Most of these NFTs are more of a subscription or membership nature, so perhaps we could adopt the term RFTs, or ‘rented fungible tokens’. The current Metaplex standards make it very difficult for true decentralisation to exist and collections will always prioritise the future of their project over decentralisation. The problem with concessions is that there will always be a good time to centralise a decision and having the keys to do so make it much easier to justify. Here are a few cases in the Solana ecosystem that come to mind, I won’t make any judgements but they are very interesting thought experiments.
Mindfolk
Mindfolk had an unfortunate decision to make after discovering that the notorious Balloonsville rugger owned several NFTs from their collection, including a legendary. He had purchased them on secondary like any other, but had done so with stolen funds. Mindfolk’s decision was to essentially ‘brick’ his NFTs by changing the royalties to 98% rendering his NFTs unsellable.
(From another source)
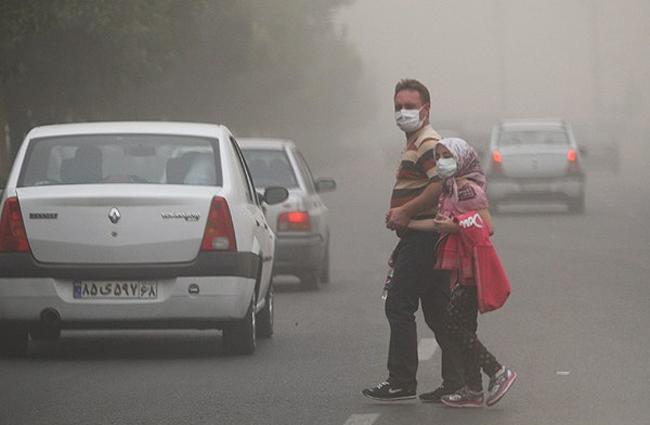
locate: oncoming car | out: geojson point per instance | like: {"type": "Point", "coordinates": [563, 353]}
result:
{"type": "Point", "coordinates": [301, 223]}
{"type": "Point", "coordinates": [134, 225]}
{"type": "Point", "coordinates": [535, 160]}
A few people were caught in the crossfire purchasing the NFTs over the counter, but it is important to note that the buyers were literally talking directly with a known scammer from his scammer account in an effort to buy significantly discounted NFTs.
SMB
Perhaps not known by many, after the Aurory hack there were 42 SMB’s frozen forever. These NFTs are never to be a part of collection again after being frozen in the hackers wallet, so while you may think there are 5000 monkes there will only ever be 4958 tradable.
DeGods
As mentioned above, DeGods are looking to implement a system backed by Magic Eden to flag NFTs from their collection purchased through a marketplace where they received 0%. This solves their problem of losing royalties and places incentive on holders to purchase through Magic Eden and therefore retain future utility from the team. The thesis here is that DeGods don’t want to spend money creating future benefits on those in their community who didn’t contribute to the dollars they have to spend on producing this future work.
It is quite clear that centralisation and the fungibility of tokens are really not a concern in the current ecosystem we all participate in. This is not to say that it cannot continue to thrive, the next billion users will almost certainly care far more for UX and the ease of onboarding than decentralisation. However, it is likely time for a change in terminology. Just as ‘crypto’ went through a much needed rebrand to web3, I believe NFTs as we now know them make the same transition.
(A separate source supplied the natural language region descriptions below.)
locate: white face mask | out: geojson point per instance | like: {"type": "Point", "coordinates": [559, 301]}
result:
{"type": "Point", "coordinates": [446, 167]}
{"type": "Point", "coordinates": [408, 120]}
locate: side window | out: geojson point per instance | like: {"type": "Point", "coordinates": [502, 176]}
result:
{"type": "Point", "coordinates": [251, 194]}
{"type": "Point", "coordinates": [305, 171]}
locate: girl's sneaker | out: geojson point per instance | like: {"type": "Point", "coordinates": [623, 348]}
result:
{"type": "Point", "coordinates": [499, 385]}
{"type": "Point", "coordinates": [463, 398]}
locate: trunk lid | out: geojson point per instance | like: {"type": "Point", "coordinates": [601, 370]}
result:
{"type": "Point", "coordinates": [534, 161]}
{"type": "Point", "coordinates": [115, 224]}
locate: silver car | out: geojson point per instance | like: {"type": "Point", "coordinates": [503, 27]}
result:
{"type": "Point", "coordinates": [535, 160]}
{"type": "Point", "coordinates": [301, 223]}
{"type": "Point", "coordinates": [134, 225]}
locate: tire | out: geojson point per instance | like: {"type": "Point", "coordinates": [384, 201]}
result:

Most art is not stored on chain, the metadata can be changed at any time, the royalties can be adjusted whenever the owner would like and there is still a dependency on AWS to keep the lights on. Current NFTs must die so that future NFTs can live on. It is a worthless task to question decentralisation on small occasions where a project ‘steps out of line’, we should instead question why we’re even calling them NFTs in the first place. Any market participant who demands decentralisation should consider the game they are playing, because as of right now it is web2 with lipstick on.
Great read. At this point, I am honestly confused as to what the heck this is all for. For those that made money, fair play, but to not actually own what you own seems like a killshot.